Mild-Mannered Canadian Fury

Doug Stephen is Politely Peeved

The Layer Style Diet

Tue, 31 Jul 2012 Ā«permalinkĀ»

Your simplest work is your best. True aesthetics are being hidden behind unneccessary gradients, shadows, and patterns.

Layer Style Diet presents a simple challenge: for one project only, be it a site, logo, icon set, or any other form of work, do not use any layer styles or effects.

I’ve been meaning to learn Pixelmator, and this seems like the perfect complement to that task; I have to do a redesign of a one-page landing for a client, and the plan is for something minimal. Pixelmator eschews a great many of the built-in features that Photoshop has, but in its place retains much of the same raw power.

One of the things that has kept me so attached to Photoshop for so long was its unbelievably powerful layer styles, but even before finding this pledge I was beginning to feel that I was using them as a crutch to introduce business and overdesigned UI elements in to my work as a way to “justify” my designs as being, well, professionally designed. Their power has also made it easy to be lazy and eschew creative approaches to problems in favor of rote technique reproduction.

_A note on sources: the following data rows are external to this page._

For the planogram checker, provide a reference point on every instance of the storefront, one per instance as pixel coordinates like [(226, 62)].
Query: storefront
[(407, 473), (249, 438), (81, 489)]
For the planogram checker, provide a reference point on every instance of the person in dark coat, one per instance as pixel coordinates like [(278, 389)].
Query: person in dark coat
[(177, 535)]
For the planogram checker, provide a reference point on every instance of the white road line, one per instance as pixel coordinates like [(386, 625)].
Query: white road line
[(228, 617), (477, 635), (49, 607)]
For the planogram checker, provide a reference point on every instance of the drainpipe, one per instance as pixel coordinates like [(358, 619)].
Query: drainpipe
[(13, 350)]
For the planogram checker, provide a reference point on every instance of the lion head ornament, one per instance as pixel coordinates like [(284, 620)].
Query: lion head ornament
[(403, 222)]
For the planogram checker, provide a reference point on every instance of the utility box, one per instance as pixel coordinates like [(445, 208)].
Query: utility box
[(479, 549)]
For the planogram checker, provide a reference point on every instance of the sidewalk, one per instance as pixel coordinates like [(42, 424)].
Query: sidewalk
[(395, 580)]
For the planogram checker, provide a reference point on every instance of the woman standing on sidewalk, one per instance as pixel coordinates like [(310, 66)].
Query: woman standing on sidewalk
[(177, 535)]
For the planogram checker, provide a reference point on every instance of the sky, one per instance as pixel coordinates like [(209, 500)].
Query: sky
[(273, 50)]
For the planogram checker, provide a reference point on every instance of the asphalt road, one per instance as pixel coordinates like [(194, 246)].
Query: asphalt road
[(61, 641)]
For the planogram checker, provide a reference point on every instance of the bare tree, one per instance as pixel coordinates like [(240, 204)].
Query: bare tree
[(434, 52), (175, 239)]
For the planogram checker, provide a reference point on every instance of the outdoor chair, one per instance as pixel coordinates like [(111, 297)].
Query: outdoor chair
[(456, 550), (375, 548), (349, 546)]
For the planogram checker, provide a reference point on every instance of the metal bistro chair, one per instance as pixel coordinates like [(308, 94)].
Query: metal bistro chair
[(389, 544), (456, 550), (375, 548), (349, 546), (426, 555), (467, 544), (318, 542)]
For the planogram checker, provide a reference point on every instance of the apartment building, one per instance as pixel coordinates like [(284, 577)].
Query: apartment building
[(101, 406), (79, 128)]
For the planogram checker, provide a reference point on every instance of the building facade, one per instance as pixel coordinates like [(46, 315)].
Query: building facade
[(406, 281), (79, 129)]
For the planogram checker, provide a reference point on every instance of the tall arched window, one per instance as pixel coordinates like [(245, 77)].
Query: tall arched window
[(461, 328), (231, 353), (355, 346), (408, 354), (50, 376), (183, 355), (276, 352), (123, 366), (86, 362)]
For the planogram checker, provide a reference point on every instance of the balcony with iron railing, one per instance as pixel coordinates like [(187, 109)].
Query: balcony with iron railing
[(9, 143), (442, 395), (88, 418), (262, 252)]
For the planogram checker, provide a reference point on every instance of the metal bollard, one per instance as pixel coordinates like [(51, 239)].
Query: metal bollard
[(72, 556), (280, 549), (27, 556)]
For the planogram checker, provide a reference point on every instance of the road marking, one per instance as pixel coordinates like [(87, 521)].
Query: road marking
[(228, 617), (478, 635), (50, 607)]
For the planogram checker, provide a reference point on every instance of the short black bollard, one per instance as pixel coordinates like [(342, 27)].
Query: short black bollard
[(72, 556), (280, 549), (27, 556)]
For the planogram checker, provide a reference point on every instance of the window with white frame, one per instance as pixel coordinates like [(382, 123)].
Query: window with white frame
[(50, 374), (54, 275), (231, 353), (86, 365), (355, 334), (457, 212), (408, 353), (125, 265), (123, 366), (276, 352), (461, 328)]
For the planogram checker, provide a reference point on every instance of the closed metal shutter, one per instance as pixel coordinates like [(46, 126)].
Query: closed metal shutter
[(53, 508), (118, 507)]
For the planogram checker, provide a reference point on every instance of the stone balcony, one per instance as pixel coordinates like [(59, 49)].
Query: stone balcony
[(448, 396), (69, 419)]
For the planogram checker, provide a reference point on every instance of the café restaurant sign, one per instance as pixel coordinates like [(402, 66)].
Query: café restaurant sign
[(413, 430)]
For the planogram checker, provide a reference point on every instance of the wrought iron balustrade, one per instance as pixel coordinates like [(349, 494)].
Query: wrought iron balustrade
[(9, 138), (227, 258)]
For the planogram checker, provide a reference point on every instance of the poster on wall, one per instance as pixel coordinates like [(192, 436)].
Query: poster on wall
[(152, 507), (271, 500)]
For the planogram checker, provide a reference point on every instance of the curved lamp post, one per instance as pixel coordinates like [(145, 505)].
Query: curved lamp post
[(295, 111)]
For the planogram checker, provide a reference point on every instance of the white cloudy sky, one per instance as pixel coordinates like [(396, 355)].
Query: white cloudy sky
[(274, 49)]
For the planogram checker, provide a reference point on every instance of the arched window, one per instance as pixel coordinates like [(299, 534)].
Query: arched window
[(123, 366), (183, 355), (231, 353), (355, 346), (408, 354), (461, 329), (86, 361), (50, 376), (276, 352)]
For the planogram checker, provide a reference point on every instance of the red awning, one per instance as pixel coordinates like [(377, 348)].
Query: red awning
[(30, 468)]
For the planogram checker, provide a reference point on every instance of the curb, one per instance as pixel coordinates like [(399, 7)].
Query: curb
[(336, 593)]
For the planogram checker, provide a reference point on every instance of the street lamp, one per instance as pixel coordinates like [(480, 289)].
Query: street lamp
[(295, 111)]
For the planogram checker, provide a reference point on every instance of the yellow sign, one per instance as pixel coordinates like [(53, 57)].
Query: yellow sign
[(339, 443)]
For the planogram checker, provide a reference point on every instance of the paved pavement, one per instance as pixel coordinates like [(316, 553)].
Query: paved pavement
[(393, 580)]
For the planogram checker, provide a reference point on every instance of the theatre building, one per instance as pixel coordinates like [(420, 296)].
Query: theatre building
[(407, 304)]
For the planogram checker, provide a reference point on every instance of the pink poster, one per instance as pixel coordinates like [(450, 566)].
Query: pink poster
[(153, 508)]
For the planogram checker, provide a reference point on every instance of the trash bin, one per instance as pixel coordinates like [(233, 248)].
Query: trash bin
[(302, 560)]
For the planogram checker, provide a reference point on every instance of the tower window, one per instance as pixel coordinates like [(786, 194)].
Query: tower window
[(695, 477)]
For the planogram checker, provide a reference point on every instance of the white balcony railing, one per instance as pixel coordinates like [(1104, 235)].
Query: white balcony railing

For what it’s worth, Mild-Mannered Canadian Fury was an experiment in minimalist workflow for me, completely abandoning a “traditional” graphical design process in favor of modern and less involved tools. I made no sketches and never opened Photoshop once, except to clip out a screen-shot to create the favicon. The site was conceived by rapidly prototyping designs in pure CSS, and any time I went to seek an outside opinion I would simply take screenshots of elements that I wanted examined in a vacuum. It was a surprisingly rewarding design process, and one I would go through again designing simpler web properties.